Italy, post-World War II, produced a bevy of beautiful screen sirens and three of them made international headlines in the early 1950s. They were Sylvano Mangano, Sophia Loren, and Gina Lollobrigida.
Born Luigina Lollobrigida in June 1927 to a small town furniture-maker, she fought hard to rise above the narrow and confining ambience of her small town life. Thanks to her stunning looks and figure, she gained some success as a model under the name of ‘Diana Loris’. She also took part in many beauty contests.
She was sought after and put on contract by eccentric American billionaire and studio-owner Howard Hughes. Unfortunately, like many stars under contract to Hughes, she had no opportunity to face the camera.
Anyway, her Hollywood debut came through in 1956 with Carol Reed’s big budget circus-based movie ‘Trapeze.’ It had Burt Lancaster and Tony Curtis. Then came the cult movie, John Huston’s ‘Beat the Devil,’ written by Truman Capote, in which she starred with Humphrey Bogart, Jennifer Jones, Robert Morley, and Peter Lorre. Gina played a British woman and spoke the memorable lines, “What is time? Swiss manufacture it. French hoard it. Italians squander it. Americans say it is money. Hindus say it does not exist. Do you know what I say? I say time is a crook.” In ‘Solomon and Sheba’ (1959), she acted opposite Yul Brynner. Their intense romantic sequences scorched the screen. Then came ‘Come September.’
Another film which attracted attention in India was ‘Woman of Straw’ (1964) in which her co-star was Sean Connery. This thriller was adapted successfully in a Tamil play.
Though she continued to appear in Hollywood and Italian films, she began to be overshadowed by fellow Italian Sophia Loren.
One of Gina’s later movies, ‘Buona Sierra, Mrs. Campbell,’ was adapted with some measure of success in Tamil.
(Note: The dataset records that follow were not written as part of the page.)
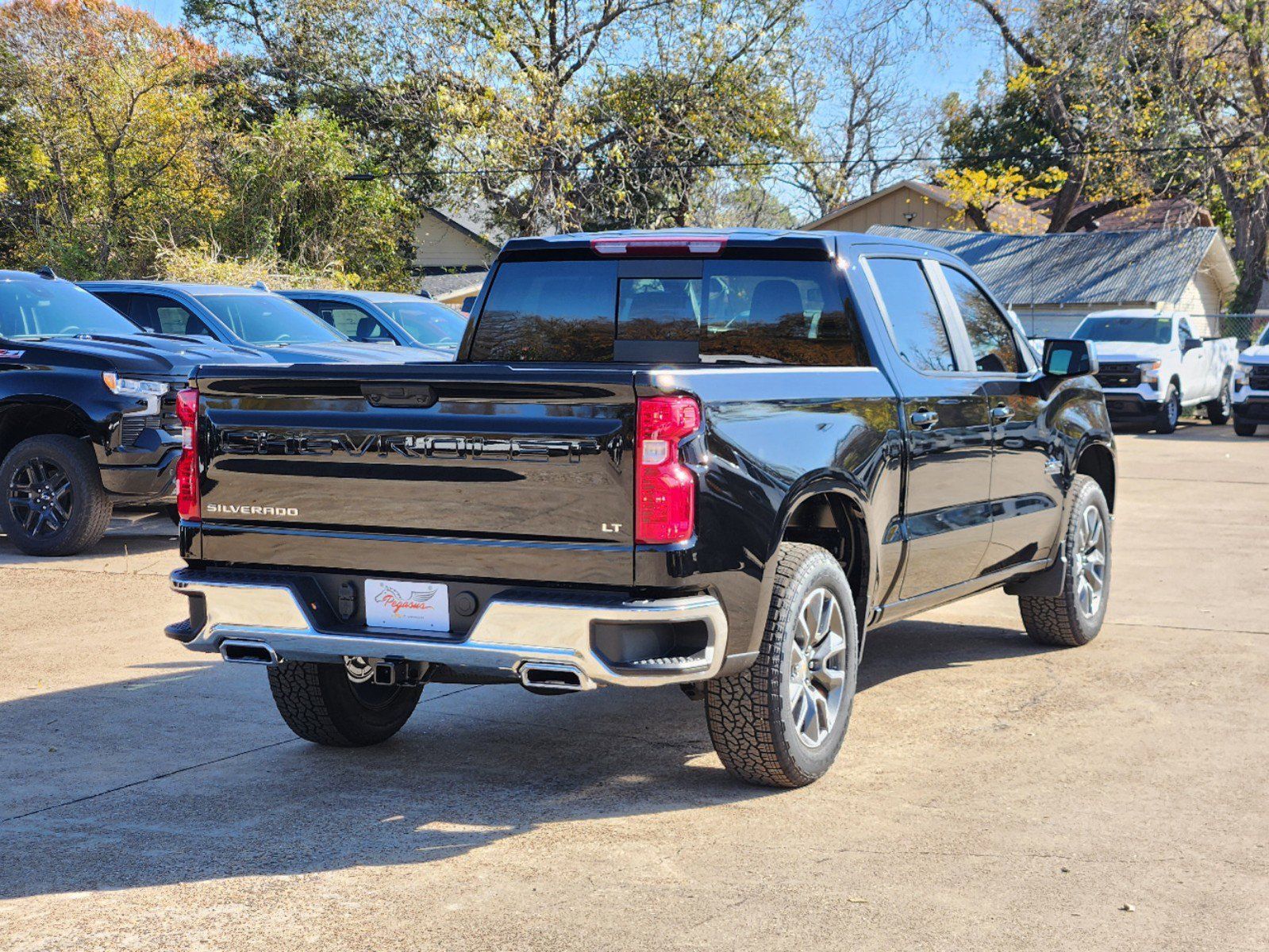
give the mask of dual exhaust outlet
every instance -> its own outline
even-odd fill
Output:
[[[226,638],[221,642],[221,658],[235,664],[278,664],[278,652],[264,641]],[[376,684],[395,684],[398,678],[397,663],[383,661],[374,665]],[[525,661],[520,665],[520,684],[536,694],[563,694],[575,691],[589,691],[594,682],[580,668],[571,664],[548,664],[544,661]]]

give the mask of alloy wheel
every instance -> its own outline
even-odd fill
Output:
[[[826,588],[803,600],[789,661],[789,713],[798,736],[815,748],[832,732],[846,683],[846,623],[841,603]]]
[[[32,538],[55,536],[71,519],[71,477],[43,457],[19,466],[9,480],[9,512]]]
[[[1107,581],[1107,528],[1101,510],[1090,505],[1075,532],[1075,603],[1086,617],[1101,608]]]

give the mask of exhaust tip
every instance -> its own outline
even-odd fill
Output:
[[[595,687],[590,678],[572,665],[533,661],[520,666],[520,684],[538,694],[566,694]]]
[[[275,665],[278,663],[278,654],[263,641],[222,641],[221,658],[237,664]]]

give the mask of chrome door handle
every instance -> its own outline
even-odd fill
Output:
[[[938,425],[939,415],[933,410],[917,410],[909,418],[919,430],[931,430]]]

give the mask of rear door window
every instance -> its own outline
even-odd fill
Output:
[[[867,263],[900,357],[917,371],[954,371],[952,340],[921,263],[910,258],[868,258]]]

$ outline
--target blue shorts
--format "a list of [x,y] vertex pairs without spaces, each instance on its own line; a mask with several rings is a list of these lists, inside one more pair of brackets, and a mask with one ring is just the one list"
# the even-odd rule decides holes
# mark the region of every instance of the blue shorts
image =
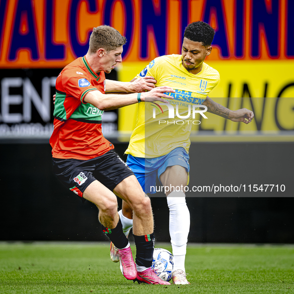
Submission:
[[182,147],[178,147],[171,151],[166,155],[155,158],[143,158],[128,155],[126,164],[132,170],[147,194],[153,194],[155,192],[150,191],[150,186],[156,185],[156,176],[160,179],[167,168],[174,165],[184,167],[187,173],[190,170],[189,156],[186,151]]

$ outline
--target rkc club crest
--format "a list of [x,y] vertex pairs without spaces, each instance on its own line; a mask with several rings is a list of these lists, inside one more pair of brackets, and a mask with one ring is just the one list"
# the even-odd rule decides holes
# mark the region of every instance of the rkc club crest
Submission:
[[201,80],[200,81],[200,86],[199,88],[200,88],[200,91],[201,92],[205,91],[206,89],[206,86],[207,85],[207,81],[205,81],[205,80]]

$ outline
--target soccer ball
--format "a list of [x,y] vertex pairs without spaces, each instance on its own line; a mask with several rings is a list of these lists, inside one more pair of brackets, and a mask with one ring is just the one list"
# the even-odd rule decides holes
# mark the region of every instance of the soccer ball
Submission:
[[151,268],[161,280],[167,281],[172,279],[173,267],[173,255],[163,248],[154,248]]

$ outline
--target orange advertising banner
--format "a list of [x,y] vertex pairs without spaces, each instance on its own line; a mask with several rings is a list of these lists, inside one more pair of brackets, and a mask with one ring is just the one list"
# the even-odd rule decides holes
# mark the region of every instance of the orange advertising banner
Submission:
[[0,67],[61,68],[87,53],[94,27],[125,35],[123,60],[180,52],[183,32],[215,29],[207,60],[294,58],[290,0],[0,0]]

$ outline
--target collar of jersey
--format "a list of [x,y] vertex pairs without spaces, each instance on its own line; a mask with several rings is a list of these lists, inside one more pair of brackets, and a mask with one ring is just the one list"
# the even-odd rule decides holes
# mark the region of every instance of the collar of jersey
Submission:
[[96,81],[97,81],[97,82],[98,81],[99,81],[99,79],[100,79],[100,76],[99,76],[100,73],[99,73],[99,74],[98,75],[97,75],[97,74],[96,74],[96,73],[95,73],[93,71],[93,70],[92,70],[92,69],[91,68],[91,67],[89,65],[89,64],[88,63],[88,61],[86,58],[86,56],[83,56],[82,58],[82,59],[83,60],[83,62],[84,62],[84,64],[85,65],[85,66],[86,66],[86,68],[88,70],[89,73],[92,76],[93,76],[93,77],[94,77],[94,78],[95,78],[95,80],[96,80]]

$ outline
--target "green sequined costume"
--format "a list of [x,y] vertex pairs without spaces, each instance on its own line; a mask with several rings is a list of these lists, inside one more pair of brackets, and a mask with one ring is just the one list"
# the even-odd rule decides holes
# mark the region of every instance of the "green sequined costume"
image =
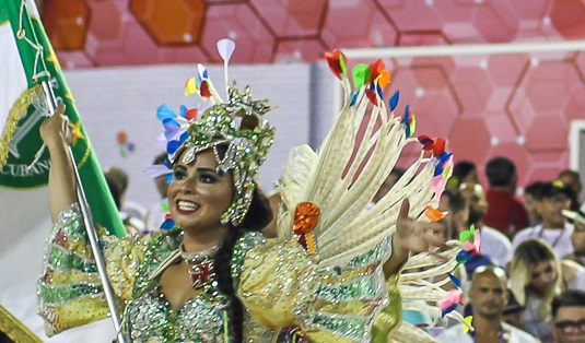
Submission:
[[[230,342],[223,295],[202,292],[175,311],[159,292],[160,276],[151,277],[178,248],[180,229],[122,239],[98,234],[128,341]],[[246,234],[232,259],[236,294],[245,307],[246,342],[277,342],[288,327],[301,327],[313,342],[368,340],[373,317],[387,305],[379,268],[389,255],[383,248],[343,268],[324,270],[296,243]],[[78,204],[54,226],[38,296],[49,335],[107,315]]]

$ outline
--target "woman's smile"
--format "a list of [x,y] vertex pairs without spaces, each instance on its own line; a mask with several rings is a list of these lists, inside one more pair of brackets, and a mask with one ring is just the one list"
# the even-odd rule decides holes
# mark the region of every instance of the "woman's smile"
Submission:
[[180,156],[178,161],[168,187],[175,223],[191,233],[221,230],[221,216],[234,197],[231,173],[215,172],[218,162],[211,150],[198,153],[188,165],[180,162]]

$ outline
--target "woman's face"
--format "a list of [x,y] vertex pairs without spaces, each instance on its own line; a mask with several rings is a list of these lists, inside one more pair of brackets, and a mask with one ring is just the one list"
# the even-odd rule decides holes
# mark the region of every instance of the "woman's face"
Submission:
[[168,186],[168,206],[177,225],[185,230],[221,229],[220,217],[234,197],[231,173],[219,175],[211,150],[197,154],[189,165],[179,162],[173,167]]
[[535,264],[528,285],[537,293],[550,289],[557,281],[557,271],[552,260],[541,261]]

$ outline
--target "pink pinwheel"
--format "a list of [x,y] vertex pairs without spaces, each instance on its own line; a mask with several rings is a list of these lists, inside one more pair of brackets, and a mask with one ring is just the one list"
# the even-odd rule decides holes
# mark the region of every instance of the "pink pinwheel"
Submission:
[[464,305],[461,289],[451,289],[447,297],[438,300],[436,304],[441,308],[442,317],[457,308],[457,305]]
[[470,241],[469,239],[467,239],[464,241],[461,247],[469,255],[478,255],[480,252],[480,247],[481,247],[481,238],[480,238],[479,229],[476,229],[473,233],[473,241]]

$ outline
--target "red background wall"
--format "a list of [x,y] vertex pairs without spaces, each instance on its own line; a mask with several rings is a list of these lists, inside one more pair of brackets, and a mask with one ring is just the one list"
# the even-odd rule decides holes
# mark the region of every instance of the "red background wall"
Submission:
[[[585,38],[585,0],[45,0],[63,69],[218,62],[315,62],[334,48]],[[519,185],[569,166],[571,120],[585,118],[585,52],[390,59],[418,133],[455,161],[516,162]],[[388,92],[389,93],[389,92]],[[389,95],[389,94],[388,94]]]

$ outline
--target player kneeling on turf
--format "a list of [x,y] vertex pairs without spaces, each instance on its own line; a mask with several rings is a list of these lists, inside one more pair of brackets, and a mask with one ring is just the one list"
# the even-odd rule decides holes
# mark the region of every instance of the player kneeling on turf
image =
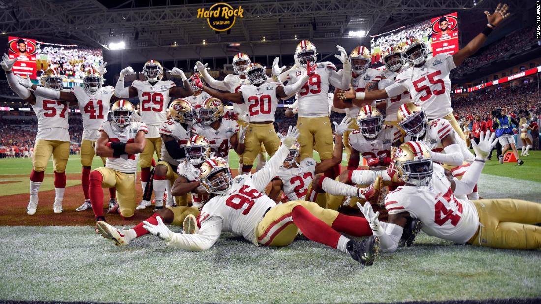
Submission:
[[[300,231],[312,240],[348,253],[361,264],[371,265],[377,254],[377,238],[359,241],[339,233],[354,237],[370,234],[371,231],[365,219],[302,200],[276,205],[265,194],[265,187],[276,176],[298,134],[295,127],[289,127],[287,136],[281,136],[280,148],[253,174],[233,178],[226,163],[213,158],[203,163],[200,168],[201,184],[217,196],[203,206],[197,220],[197,233],[173,233],[160,218],[156,224],[144,222],[143,228],[168,245],[192,251],[210,248],[222,231],[243,235],[256,245],[276,246],[291,244]],[[193,221],[193,218],[189,219]]]

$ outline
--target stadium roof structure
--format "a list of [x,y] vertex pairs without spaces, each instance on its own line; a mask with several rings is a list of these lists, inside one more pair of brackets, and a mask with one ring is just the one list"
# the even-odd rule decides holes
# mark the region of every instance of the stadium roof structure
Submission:
[[[126,49],[142,57],[154,54],[159,51],[157,49],[164,58],[202,57],[208,53],[226,56],[232,43],[239,43],[242,50],[257,55],[269,51],[280,53],[283,46],[291,53],[298,42],[295,40],[302,39],[335,50],[339,42],[346,45],[369,45],[369,37],[351,37],[349,32],[363,31],[369,36],[456,11],[484,18],[482,12],[492,11],[498,2],[237,1],[229,3],[234,7],[242,6],[243,18],[237,18],[229,31],[219,32],[209,28],[206,19],[196,17],[198,9],[208,9],[215,2],[32,0],[8,3],[0,0],[0,8],[3,9],[0,12],[0,31],[5,35],[70,41],[105,49],[110,48],[111,42],[123,41]],[[521,0],[505,2],[513,12],[524,9]]]

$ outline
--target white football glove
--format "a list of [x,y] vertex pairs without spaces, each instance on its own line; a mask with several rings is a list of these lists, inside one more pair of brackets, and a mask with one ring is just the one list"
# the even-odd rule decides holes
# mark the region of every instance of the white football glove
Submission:
[[244,140],[246,139],[246,131],[248,130],[248,126],[241,126],[239,129],[239,143],[244,144]]
[[346,131],[353,131],[354,129],[347,127],[349,125],[349,124],[351,123],[352,120],[353,118],[344,117],[344,119],[342,119],[342,122],[339,125],[336,121],[333,121],[333,123],[334,124],[334,131],[336,132],[337,134],[342,135],[346,133]]
[[11,69],[13,69],[13,65],[17,62],[17,58],[10,59],[8,54],[4,53],[4,56],[2,57],[2,63],[0,65],[2,65],[2,68],[4,71],[11,71]]
[[337,45],[337,48],[338,49],[338,51],[340,51],[340,54],[339,55],[337,54],[334,55],[334,57],[338,58],[342,64],[349,62],[349,58],[347,57],[347,53],[346,52],[346,50],[340,45]]
[[286,136],[284,136],[279,133],[278,137],[280,137],[280,140],[282,141],[282,144],[287,147],[287,148],[289,148],[289,147],[297,141],[297,138],[299,137],[299,130],[295,127],[289,126]]
[[147,221],[143,221],[143,228],[150,233],[160,238],[160,239],[166,240],[169,237],[171,231],[167,228],[167,226],[163,224],[162,218],[158,215],[156,217],[156,220],[158,221],[158,225],[155,226]]
[[476,158],[486,160],[489,158],[490,151],[492,151],[492,148],[498,141],[498,139],[494,139],[495,133],[490,134],[490,130],[486,131],[486,135],[484,134],[483,131],[479,134],[479,144],[476,144],[475,141],[472,141],[472,147],[473,148],[473,152],[475,152]]
[[373,231],[374,235],[376,237],[381,237],[382,235],[385,233],[385,231],[379,225],[379,220],[378,219],[378,217],[379,216],[379,211],[374,213],[374,210],[372,208],[372,205],[367,201],[365,203],[364,207],[362,207],[362,205],[358,202],[357,207],[365,215],[366,220],[368,221],[370,228]]

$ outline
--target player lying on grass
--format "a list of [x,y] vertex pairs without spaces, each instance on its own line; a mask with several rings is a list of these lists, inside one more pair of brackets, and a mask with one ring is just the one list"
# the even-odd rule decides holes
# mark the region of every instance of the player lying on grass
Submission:
[[458,244],[505,249],[541,247],[541,204],[515,200],[470,201],[456,195],[470,193],[479,179],[486,159],[496,144],[494,134],[480,133],[472,143],[475,160],[461,180],[446,174],[433,163],[430,151],[418,141],[393,149],[393,163],[406,184],[389,193],[385,207],[388,222],[380,223],[370,204],[357,206],[370,222],[385,252],[394,252],[410,218],[423,222],[423,231]]
[[[265,187],[276,176],[288,154],[288,147],[298,136],[296,129],[289,127],[287,135],[281,137],[281,147],[263,169],[254,174],[233,179],[227,164],[219,159],[210,158],[203,163],[200,168],[201,184],[216,196],[203,206],[197,219],[200,228],[196,234],[173,233],[159,216],[144,221],[142,228],[169,245],[190,251],[210,248],[222,231],[243,235],[256,245],[276,246],[291,243],[300,231],[312,240],[349,253],[361,264],[371,265],[377,254],[377,238],[372,236],[359,241],[339,232],[354,237],[371,234],[365,219],[302,200],[276,205],[265,194]],[[195,217],[188,215],[185,221],[185,227],[193,227]],[[119,234],[114,228],[108,228],[114,229],[110,238]]]

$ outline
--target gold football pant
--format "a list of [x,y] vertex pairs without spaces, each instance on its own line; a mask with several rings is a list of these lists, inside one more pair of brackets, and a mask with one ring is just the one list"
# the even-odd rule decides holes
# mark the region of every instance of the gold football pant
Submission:
[[314,149],[319,153],[320,159],[333,157],[333,129],[328,116],[307,118],[297,118],[297,130],[300,145],[299,154],[300,160],[313,157]]
[[151,137],[145,138],[146,144],[144,150],[139,155],[139,166],[141,168],[150,168],[152,166],[152,158],[154,156],[154,152],[158,156],[158,159],[162,158],[162,138]]
[[52,155],[52,168],[55,172],[63,173],[66,171],[66,164],[69,157],[71,143],[58,140],[39,139],[34,145],[32,169],[42,172],[47,168],[47,163]]
[[512,199],[473,201],[480,227],[468,243],[503,249],[541,248],[541,204]]
[[274,155],[280,147],[280,138],[274,130],[274,124],[250,124],[245,140],[246,147],[243,155],[243,163],[253,165],[262,144],[269,156]]
[[[91,167],[92,161],[96,155],[96,141],[83,139],[81,143],[81,165],[83,167]],[[105,166],[105,157],[102,157],[102,161]]]
[[135,173],[124,173],[109,168],[98,168],[102,177],[102,187],[115,187],[118,211],[122,217],[129,218],[135,213]]
[[265,246],[286,246],[293,241],[299,234],[299,228],[293,224],[291,212],[293,208],[302,206],[311,213],[323,221],[329,227],[333,223],[338,212],[324,209],[317,204],[304,200],[293,200],[278,205],[265,213],[256,228],[256,238],[260,244]]

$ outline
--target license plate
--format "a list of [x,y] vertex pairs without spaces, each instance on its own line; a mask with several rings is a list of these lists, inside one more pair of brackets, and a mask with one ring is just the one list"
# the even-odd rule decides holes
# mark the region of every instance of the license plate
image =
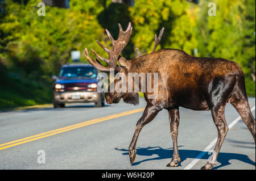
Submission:
[[80,95],[72,95],[71,96],[71,99],[80,99]]

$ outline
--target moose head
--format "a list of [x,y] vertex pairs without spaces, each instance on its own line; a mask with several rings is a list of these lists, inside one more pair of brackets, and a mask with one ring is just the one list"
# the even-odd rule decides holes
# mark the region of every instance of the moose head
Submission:
[[[112,85],[110,84],[108,87],[108,91],[105,93],[106,101],[108,104],[118,103],[120,101],[121,99],[123,98],[123,101],[125,103],[136,105],[139,103],[139,95],[138,91],[141,91],[141,84],[145,84],[146,82],[142,82],[141,78],[140,79],[141,81],[135,81],[136,82],[135,82],[134,78],[131,79],[128,79],[128,78],[129,77],[129,73],[134,71],[138,72],[138,69],[141,68],[139,67],[139,65],[138,65],[138,64],[136,64],[136,62],[139,62],[142,60],[142,58],[140,58],[142,55],[139,53],[139,50],[138,48],[137,48],[137,50],[138,56],[133,60],[127,60],[119,55],[130,40],[133,27],[131,27],[131,24],[130,22],[129,23],[128,27],[126,31],[123,30],[121,25],[119,23],[118,26],[119,35],[118,37],[116,40],[113,38],[109,31],[106,29],[106,32],[112,44],[112,49],[108,49],[98,40],[96,40],[97,43],[109,54],[109,57],[108,59],[104,58],[98,55],[93,49],[92,49],[92,52],[96,56],[96,60],[95,60],[93,57],[92,57],[92,58],[90,58],[88,55],[87,48],[85,48],[85,56],[89,62],[99,70],[104,72],[110,72],[110,70],[113,70],[115,73],[122,73],[122,75],[124,75],[125,77],[125,79],[128,80],[128,81],[124,82],[124,83],[126,83],[126,87],[127,89],[124,90],[123,90],[122,91],[117,92],[116,91],[114,91],[112,92],[110,90],[110,87],[114,87],[119,81],[122,81],[122,77],[120,77],[119,79],[115,79],[112,83]],[[164,28],[162,28],[158,37],[156,35],[155,35],[155,44],[151,53],[155,52],[158,45],[159,44],[164,29]],[[108,65],[108,67],[102,66],[98,61],[98,60],[101,60],[106,62]],[[117,61],[118,61],[121,66],[117,66]],[[123,76],[122,77],[123,78]],[[139,78],[139,77],[137,78]],[[129,83],[129,81],[130,81],[130,83],[131,83],[130,85],[131,85],[133,87],[137,87],[138,89],[133,89],[133,91],[129,91],[127,88],[129,86],[128,83]],[[130,82],[131,81],[132,82]],[[150,84],[151,83],[153,83],[154,82],[150,82]]]

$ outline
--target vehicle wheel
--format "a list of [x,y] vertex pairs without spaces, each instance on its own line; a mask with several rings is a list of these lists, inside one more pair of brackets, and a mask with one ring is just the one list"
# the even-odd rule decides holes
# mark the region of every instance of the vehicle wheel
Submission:
[[65,107],[65,103],[62,104],[57,104],[57,103],[53,103],[53,108],[57,108],[60,107]]
[[104,107],[105,106],[104,99],[101,99],[99,102],[95,103],[95,107]]

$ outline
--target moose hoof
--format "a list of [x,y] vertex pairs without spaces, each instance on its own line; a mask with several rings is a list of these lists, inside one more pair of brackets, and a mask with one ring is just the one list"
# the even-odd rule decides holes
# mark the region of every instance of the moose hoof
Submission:
[[135,159],[136,158],[136,150],[132,150],[129,151],[129,157],[130,157],[130,162],[131,164],[133,164],[134,162]]
[[215,164],[206,163],[205,165],[201,168],[201,170],[211,170]]
[[166,165],[166,166],[167,167],[177,167],[179,165],[179,162],[181,162],[180,161],[180,157],[179,157],[177,158],[172,158],[171,162],[170,162],[170,163],[167,164],[167,165]]

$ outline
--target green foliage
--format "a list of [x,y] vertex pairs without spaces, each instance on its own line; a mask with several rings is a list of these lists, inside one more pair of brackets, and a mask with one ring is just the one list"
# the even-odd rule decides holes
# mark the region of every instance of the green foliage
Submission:
[[[255,1],[201,2],[197,23],[200,56],[238,62],[246,76],[247,94],[255,96]],[[210,2],[217,5],[215,16],[206,15]]]
[[[158,35],[164,27],[164,33],[158,49],[177,48],[194,55],[196,48],[197,56],[236,61],[246,75],[248,95],[255,96],[254,0],[200,1],[199,5],[182,0],[135,0],[133,7],[113,3],[111,0],[71,0],[69,9],[47,6],[45,16],[37,14],[40,2],[6,0],[5,12],[0,15],[0,70],[3,70],[1,72],[1,81],[2,85],[3,79],[10,80],[5,86],[15,88],[11,93],[14,98],[15,95],[22,99],[28,98],[23,96],[24,92],[19,93],[19,89],[22,88],[18,87],[29,82],[40,82],[42,87],[49,90],[51,75],[58,74],[62,65],[71,61],[72,50],[82,52],[81,61],[86,62],[83,52],[85,47],[107,57],[108,54],[95,40],[110,48],[104,29],[108,28],[116,39],[118,23],[125,29],[129,22],[134,31],[122,53],[126,58],[137,56],[136,47],[142,53],[150,53],[154,46],[154,35]],[[217,5],[216,16],[208,15],[208,5],[211,2]],[[19,86],[12,87],[16,80],[10,78],[10,72],[19,75],[22,80],[19,81]],[[30,90],[39,89],[32,83],[26,86],[30,86]],[[6,92],[9,88],[1,91]],[[3,94],[0,95],[3,103]],[[48,102],[50,99],[46,100]],[[23,100],[17,104],[22,104]],[[25,104],[39,102],[43,103],[38,100],[24,100]]]

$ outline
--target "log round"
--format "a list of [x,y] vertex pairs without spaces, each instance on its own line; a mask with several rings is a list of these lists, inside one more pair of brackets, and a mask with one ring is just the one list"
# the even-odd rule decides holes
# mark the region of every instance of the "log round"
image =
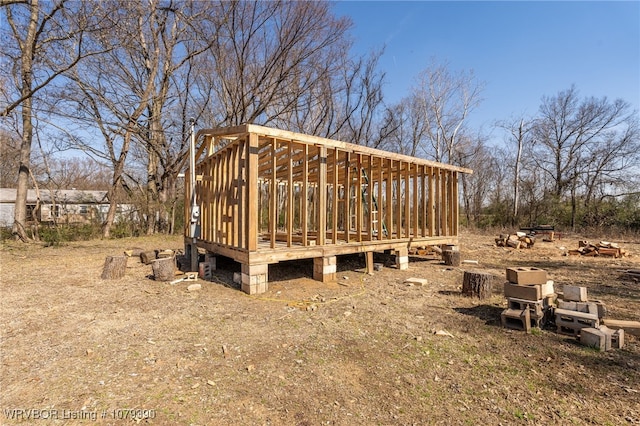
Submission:
[[453,250],[444,250],[442,252],[442,260],[448,266],[460,266],[460,252]]
[[462,294],[486,299],[493,291],[493,275],[484,272],[465,271],[462,278]]
[[142,253],[140,253],[140,262],[144,263],[145,265],[148,265],[154,260],[156,260],[156,257],[157,257],[157,254],[155,251],[143,251]]
[[173,257],[157,259],[151,262],[153,278],[156,281],[171,281],[176,276],[176,262]]
[[102,269],[103,280],[115,280],[124,277],[127,271],[127,256],[107,256]]

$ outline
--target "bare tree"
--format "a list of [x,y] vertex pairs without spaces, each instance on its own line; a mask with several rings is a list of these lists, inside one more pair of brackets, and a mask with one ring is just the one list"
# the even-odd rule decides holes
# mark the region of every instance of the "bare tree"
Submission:
[[0,187],[16,187],[19,164],[20,140],[13,133],[0,129]]
[[342,47],[349,21],[326,2],[217,3],[228,17],[212,46],[212,121],[269,124],[290,114]]
[[[451,162],[465,121],[482,100],[482,84],[473,71],[453,73],[446,64],[433,62],[420,72],[413,96],[424,115],[427,136],[425,154]],[[425,146],[425,148],[426,148]]]
[[551,178],[556,200],[569,196],[574,228],[580,193],[589,200],[588,188],[635,166],[625,160],[638,151],[636,113],[621,99],[580,99],[572,86],[543,98],[536,123],[536,164]]
[[509,146],[515,145],[515,158],[509,162],[509,167],[513,167],[513,206],[511,209],[511,224],[518,222],[518,207],[520,205],[520,180],[522,169],[522,154],[525,148],[530,148],[533,144],[532,130],[533,122],[525,120],[523,117],[511,121],[499,123],[509,133]]

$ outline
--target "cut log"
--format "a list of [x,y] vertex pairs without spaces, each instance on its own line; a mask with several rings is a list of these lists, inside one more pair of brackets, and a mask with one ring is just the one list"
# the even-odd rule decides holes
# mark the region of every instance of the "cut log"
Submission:
[[468,297],[486,299],[491,297],[493,275],[484,272],[465,271],[462,278],[462,294]]
[[455,250],[443,250],[442,260],[448,266],[460,266],[460,252]]
[[603,322],[604,325],[609,328],[613,328],[614,330],[622,328],[625,333],[640,337],[640,321],[623,321],[606,318]]
[[153,278],[156,281],[171,281],[175,277],[176,262],[173,257],[157,259],[151,262]]
[[103,280],[116,280],[124,277],[127,271],[127,256],[107,256],[102,269]]
[[157,257],[157,254],[155,250],[143,251],[142,253],[140,253],[140,262],[144,263],[145,265],[148,265],[154,260],[156,260],[156,257]]
[[598,254],[600,256],[613,256],[613,257],[620,257],[620,249],[618,248],[605,248],[605,247],[600,247],[598,249]]

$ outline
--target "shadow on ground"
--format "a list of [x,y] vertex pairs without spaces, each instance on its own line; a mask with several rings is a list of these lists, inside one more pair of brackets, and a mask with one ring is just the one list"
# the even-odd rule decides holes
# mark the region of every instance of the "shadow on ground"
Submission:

Her list of movies includes ‘Strange Bedfellows,’ ‘Hotel Paradiso,’ ‘Where the Hot Wind Blows’ and ‘Stuntman.’
With her film career on the decline, she began to concentrate on her other talents such as photography, sculpting and painting. She went around the world taking photographs of human interest. She also published books, which were quite successful. She is one of the few to interview the Cuban leader Fidel Castro and she also made a documentary film about him. Then she made one on Indira Gandhi too.
She loved life and had intimate relationships with her onscreen heroes such as Frank Sinatra, Sean Connery, Burt Lancaster and Rock Hudson. She tried unsuccessfully to enter the Italian Parliament and continues to hold an interest in national politics.
She was married once and has a son. Now at the age of 79, she is planning to marry again and this time to someone who is 30 years younger. She has visited India many times and claims that the country is close to her heart.
Not surprisingly, the Indian Government has chosen to honour her with the Life Achievement Award in Delhi later this year. Age has not withered her charm or charisma.